2. Robaudo e Harrison nel 1993 hanno usato misurazioni VLBI e SLR per
concludere che la
Terra si stava espandendo di 18 mm per anno.
Quindi possiamo vedere che l'espansione della
Terra è stata già misurata e che ora rientra molto
bene nei calcoli matematici di Maxlow per una espansione della
Terra dall'interno.
Le
piccole discrepanze nei numero sono attese quando si fanno tali calcoli
su larga scala, ma sentiamo anche che esistano evidenze per cui la
Terra
possa avere improvvisi e spontanei aumenti in dimensione così come nel
lungo termine, anno per anno. Di questo discuteremo più avanti.
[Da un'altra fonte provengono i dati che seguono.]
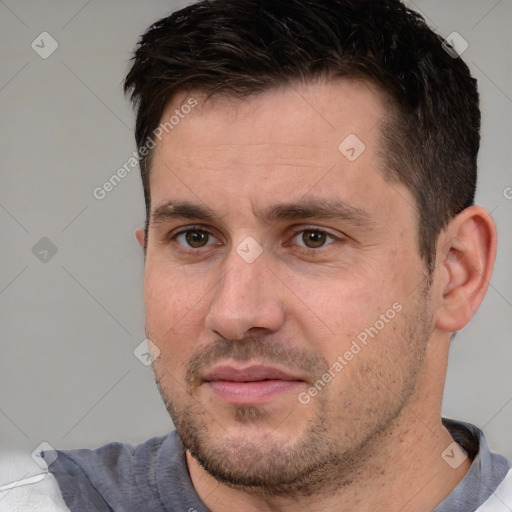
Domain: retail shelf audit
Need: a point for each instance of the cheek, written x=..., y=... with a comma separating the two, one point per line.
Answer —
x=175, y=312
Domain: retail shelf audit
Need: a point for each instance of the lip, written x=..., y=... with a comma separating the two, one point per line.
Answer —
x=250, y=385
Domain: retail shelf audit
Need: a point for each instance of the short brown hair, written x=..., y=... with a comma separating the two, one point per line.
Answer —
x=243, y=47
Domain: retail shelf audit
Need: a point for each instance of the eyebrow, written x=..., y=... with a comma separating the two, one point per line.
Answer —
x=322, y=209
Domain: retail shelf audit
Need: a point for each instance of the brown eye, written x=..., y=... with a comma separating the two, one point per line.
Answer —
x=195, y=238
x=313, y=238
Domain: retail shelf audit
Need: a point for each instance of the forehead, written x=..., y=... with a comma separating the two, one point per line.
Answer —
x=317, y=139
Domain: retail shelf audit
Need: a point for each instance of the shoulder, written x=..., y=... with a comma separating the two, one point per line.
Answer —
x=501, y=498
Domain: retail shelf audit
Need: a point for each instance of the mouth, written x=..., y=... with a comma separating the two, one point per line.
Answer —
x=250, y=385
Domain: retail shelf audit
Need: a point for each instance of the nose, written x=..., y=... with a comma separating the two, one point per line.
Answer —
x=247, y=298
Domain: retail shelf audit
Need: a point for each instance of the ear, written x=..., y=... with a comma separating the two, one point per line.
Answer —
x=140, y=236
x=466, y=250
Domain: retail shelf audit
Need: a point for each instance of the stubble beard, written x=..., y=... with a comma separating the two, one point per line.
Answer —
x=324, y=457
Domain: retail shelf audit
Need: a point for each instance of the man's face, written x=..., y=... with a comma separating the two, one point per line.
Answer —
x=283, y=285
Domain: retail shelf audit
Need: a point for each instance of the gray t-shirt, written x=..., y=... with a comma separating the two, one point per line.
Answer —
x=153, y=476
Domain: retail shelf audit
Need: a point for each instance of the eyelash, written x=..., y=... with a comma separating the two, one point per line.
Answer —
x=182, y=248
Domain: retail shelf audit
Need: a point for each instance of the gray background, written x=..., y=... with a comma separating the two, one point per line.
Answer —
x=70, y=323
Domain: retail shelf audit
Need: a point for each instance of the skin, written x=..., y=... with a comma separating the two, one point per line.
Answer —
x=371, y=438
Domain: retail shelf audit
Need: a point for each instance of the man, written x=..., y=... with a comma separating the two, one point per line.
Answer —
x=311, y=245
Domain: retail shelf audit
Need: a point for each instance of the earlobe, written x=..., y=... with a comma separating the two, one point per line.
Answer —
x=467, y=251
x=139, y=235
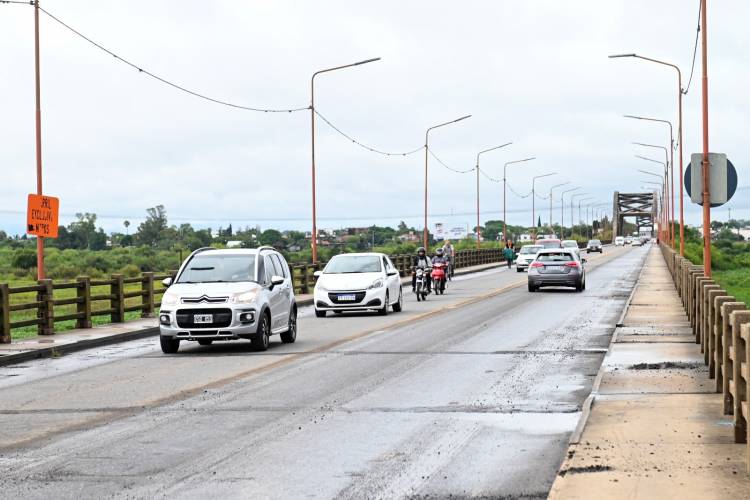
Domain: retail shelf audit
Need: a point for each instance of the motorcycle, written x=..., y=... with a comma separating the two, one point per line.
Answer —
x=420, y=287
x=438, y=277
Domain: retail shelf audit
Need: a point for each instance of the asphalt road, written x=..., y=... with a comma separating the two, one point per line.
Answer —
x=471, y=394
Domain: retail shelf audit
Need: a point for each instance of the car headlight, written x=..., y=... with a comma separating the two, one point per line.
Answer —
x=378, y=283
x=244, y=297
x=169, y=299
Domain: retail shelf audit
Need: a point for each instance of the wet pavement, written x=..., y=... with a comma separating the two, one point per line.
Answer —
x=472, y=394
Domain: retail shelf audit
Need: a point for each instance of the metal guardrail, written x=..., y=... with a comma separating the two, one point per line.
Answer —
x=721, y=325
x=49, y=302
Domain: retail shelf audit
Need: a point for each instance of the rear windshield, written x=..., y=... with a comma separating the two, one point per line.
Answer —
x=550, y=244
x=531, y=249
x=353, y=264
x=555, y=257
x=219, y=269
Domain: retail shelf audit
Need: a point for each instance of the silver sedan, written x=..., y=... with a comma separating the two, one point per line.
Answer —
x=557, y=267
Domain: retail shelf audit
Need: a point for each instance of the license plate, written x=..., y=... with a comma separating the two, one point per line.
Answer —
x=200, y=319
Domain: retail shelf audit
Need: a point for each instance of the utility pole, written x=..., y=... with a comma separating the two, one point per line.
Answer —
x=39, y=239
x=706, y=164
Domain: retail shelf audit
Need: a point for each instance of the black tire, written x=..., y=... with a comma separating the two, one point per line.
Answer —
x=289, y=336
x=384, y=310
x=169, y=345
x=399, y=305
x=260, y=338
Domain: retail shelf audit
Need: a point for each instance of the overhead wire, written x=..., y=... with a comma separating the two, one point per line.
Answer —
x=362, y=145
x=441, y=162
x=164, y=80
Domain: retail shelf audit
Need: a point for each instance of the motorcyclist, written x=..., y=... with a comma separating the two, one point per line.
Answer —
x=421, y=260
x=449, y=253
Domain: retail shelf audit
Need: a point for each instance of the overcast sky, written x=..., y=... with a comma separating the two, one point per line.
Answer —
x=532, y=72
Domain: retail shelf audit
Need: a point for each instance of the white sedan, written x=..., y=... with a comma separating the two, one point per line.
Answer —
x=358, y=282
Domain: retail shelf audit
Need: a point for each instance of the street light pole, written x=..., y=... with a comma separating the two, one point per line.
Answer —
x=479, y=231
x=671, y=162
x=550, y=202
x=426, y=232
x=679, y=125
x=312, y=129
x=505, y=168
x=573, y=197
x=38, y=120
x=533, y=199
x=706, y=164
x=562, y=210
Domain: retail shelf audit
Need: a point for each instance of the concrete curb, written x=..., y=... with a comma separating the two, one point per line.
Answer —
x=47, y=352
x=575, y=437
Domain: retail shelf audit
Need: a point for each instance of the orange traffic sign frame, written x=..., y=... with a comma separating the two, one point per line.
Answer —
x=42, y=215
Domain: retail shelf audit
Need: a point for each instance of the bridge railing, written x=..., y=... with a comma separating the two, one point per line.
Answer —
x=721, y=325
x=86, y=301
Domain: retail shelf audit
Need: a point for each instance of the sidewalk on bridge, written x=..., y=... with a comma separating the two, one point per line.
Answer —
x=44, y=346
x=656, y=427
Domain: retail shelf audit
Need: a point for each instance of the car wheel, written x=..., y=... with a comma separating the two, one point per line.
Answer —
x=260, y=338
x=169, y=345
x=384, y=310
x=399, y=306
x=289, y=336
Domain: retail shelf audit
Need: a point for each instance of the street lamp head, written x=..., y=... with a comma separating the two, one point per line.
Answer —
x=367, y=61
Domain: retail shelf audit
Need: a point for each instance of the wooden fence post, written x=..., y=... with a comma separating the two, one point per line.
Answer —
x=117, y=303
x=83, y=293
x=5, y=314
x=147, y=299
x=46, y=312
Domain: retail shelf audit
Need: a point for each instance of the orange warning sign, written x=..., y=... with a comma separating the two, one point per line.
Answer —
x=42, y=215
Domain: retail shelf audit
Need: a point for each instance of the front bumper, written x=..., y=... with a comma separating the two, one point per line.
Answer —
x=371, y=300
x=239, y=326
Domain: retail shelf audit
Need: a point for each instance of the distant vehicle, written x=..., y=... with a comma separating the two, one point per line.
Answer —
x=526, y=255
x=358, y=282
x=594, y=246
x=229, y=295
x=549, y=243
x=572, y=244
x=557, y=267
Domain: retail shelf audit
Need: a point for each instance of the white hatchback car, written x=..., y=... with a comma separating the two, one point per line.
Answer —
x=358, y=282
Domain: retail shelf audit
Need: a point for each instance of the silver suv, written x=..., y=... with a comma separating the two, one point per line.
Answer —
x=229, y=295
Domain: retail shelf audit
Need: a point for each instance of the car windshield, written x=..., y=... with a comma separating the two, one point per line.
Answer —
x=531, y=249
x=351, y=264
x=219, y=269
x=555, y=257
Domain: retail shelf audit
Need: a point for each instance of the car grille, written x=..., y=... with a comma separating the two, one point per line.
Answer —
x=222, y=318
x=358, y=297
x=205, y=300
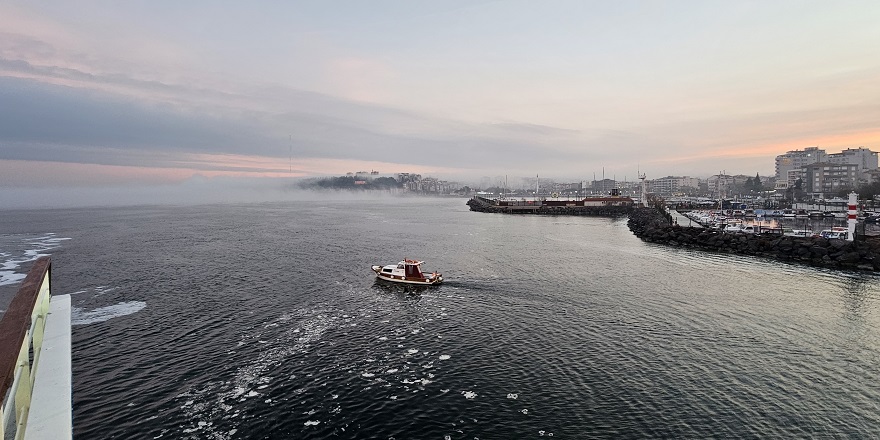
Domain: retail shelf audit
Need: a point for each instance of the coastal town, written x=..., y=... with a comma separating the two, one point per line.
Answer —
x=803, y=175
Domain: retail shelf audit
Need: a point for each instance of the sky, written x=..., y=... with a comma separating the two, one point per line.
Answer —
x=107, y=97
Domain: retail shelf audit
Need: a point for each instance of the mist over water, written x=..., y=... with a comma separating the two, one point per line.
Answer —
x=242, y=321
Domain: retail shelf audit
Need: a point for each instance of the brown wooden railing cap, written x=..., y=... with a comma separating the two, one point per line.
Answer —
x=17, y=320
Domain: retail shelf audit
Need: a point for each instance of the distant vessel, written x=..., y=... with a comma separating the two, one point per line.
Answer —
x=407, y=271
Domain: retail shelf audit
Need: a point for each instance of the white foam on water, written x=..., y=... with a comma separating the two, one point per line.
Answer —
x=218, y=400
x=23, y=248
x=85, y=317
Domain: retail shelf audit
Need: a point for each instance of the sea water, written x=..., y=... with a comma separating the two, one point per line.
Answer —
x=265, y=321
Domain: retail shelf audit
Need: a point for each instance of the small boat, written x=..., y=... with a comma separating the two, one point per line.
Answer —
x=805, y=232
x=835, y=232
x=408, y=272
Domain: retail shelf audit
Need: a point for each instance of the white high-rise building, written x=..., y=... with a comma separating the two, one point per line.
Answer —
x=796, y=160
x=863, y=158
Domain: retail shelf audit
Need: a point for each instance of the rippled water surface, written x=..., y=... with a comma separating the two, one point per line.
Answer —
x=265, y=322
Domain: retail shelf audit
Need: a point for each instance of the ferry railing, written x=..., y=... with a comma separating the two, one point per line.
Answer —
x=22, y=337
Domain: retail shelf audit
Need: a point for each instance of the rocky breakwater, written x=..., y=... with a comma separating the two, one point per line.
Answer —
x=864, y=254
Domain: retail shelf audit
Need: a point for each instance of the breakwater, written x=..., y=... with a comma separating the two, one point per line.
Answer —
x=654, y=226
x=609, y=209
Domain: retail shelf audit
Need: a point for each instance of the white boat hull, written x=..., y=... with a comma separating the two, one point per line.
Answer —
x=395, y=277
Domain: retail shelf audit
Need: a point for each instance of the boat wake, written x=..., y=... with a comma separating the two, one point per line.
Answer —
x=101, y=314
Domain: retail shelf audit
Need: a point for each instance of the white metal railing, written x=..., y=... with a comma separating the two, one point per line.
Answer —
x=20, y=350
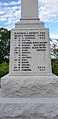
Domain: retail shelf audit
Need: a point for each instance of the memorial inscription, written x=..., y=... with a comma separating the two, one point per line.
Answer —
x=30, y=51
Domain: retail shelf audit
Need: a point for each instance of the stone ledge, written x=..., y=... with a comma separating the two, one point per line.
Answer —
x=29, y=86
x=30, y=109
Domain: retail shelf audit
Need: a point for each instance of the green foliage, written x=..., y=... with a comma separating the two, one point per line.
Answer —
x=55, y=66
x=4, y=44
x=4, y=69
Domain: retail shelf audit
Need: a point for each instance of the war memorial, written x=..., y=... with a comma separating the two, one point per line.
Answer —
x=30, y=90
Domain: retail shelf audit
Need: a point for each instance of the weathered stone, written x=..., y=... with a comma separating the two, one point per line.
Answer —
x=29, y=86
x=29, y=110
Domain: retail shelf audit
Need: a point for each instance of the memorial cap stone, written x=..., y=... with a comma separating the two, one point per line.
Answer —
x=29, y=9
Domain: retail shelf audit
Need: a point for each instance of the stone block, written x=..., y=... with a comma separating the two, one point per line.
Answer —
x=29, y=86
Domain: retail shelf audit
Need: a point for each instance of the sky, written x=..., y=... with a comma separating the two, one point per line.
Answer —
x=10, y=13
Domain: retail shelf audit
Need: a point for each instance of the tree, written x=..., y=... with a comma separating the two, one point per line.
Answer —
x=4, y=44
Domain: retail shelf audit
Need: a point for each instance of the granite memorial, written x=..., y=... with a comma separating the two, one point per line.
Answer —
x=30, y=72
x=30, y=90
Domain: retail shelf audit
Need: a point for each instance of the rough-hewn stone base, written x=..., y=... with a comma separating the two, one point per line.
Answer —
x=29, y=86
x=28, y=108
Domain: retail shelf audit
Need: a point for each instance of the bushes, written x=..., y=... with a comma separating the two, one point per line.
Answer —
x=4, y=69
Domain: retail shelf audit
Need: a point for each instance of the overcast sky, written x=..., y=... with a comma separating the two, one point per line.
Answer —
x=10, y=13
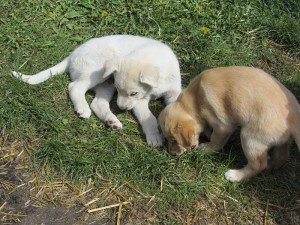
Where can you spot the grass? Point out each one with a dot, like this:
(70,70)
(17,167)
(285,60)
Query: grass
(37,34)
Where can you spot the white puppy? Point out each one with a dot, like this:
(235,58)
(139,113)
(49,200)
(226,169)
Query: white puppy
(144,74)
(91,64)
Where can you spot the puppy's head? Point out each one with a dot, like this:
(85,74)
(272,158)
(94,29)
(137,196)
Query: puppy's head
(133,80)
(179,128)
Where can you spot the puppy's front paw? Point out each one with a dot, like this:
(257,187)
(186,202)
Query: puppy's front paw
(84,113)
(234,175)
(154,139)
(207,148)
(114,123)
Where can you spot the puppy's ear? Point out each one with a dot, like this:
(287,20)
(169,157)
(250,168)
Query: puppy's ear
(188,132)
(111,66)
(150,75)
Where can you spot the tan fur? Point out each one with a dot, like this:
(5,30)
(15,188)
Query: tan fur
(225,98)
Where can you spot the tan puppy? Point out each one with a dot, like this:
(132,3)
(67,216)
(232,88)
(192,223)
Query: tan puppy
(229,97)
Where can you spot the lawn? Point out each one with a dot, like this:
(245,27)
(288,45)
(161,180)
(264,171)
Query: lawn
(57,159)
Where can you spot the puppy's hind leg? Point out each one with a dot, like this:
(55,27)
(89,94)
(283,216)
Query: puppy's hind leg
(279,155)
(77,90)
(257,156)
(148,123)
(218,139)
(100,105)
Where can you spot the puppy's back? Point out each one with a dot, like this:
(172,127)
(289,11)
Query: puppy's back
(246,94)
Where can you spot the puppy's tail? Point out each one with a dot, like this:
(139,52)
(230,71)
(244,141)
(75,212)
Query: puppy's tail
(45,74)
(296,128)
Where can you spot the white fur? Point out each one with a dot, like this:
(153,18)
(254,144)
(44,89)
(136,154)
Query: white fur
(143,65)
(149,72)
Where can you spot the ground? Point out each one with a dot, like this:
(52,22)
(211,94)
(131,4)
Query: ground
(57,169)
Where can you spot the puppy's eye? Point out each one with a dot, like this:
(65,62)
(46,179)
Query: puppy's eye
(173,141)
(133,93)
11.10.6 Dov'erano gli oceani?
Il
nostro prossimo ovvio problema sarebbe che se qualcosa del genere fosse
vero, allora ogni area che ora vediamo come "oceano" non esisteva un
tempo. La parola tecnica per l'intero strato oceanico della
Terra è "idrosfera".
Quindi,
se l'idea di una "Tettonica ad Espansione Globale" fosse vera, allora
dove sarebbe stata l'idrosfera quando i continenti erano uniti?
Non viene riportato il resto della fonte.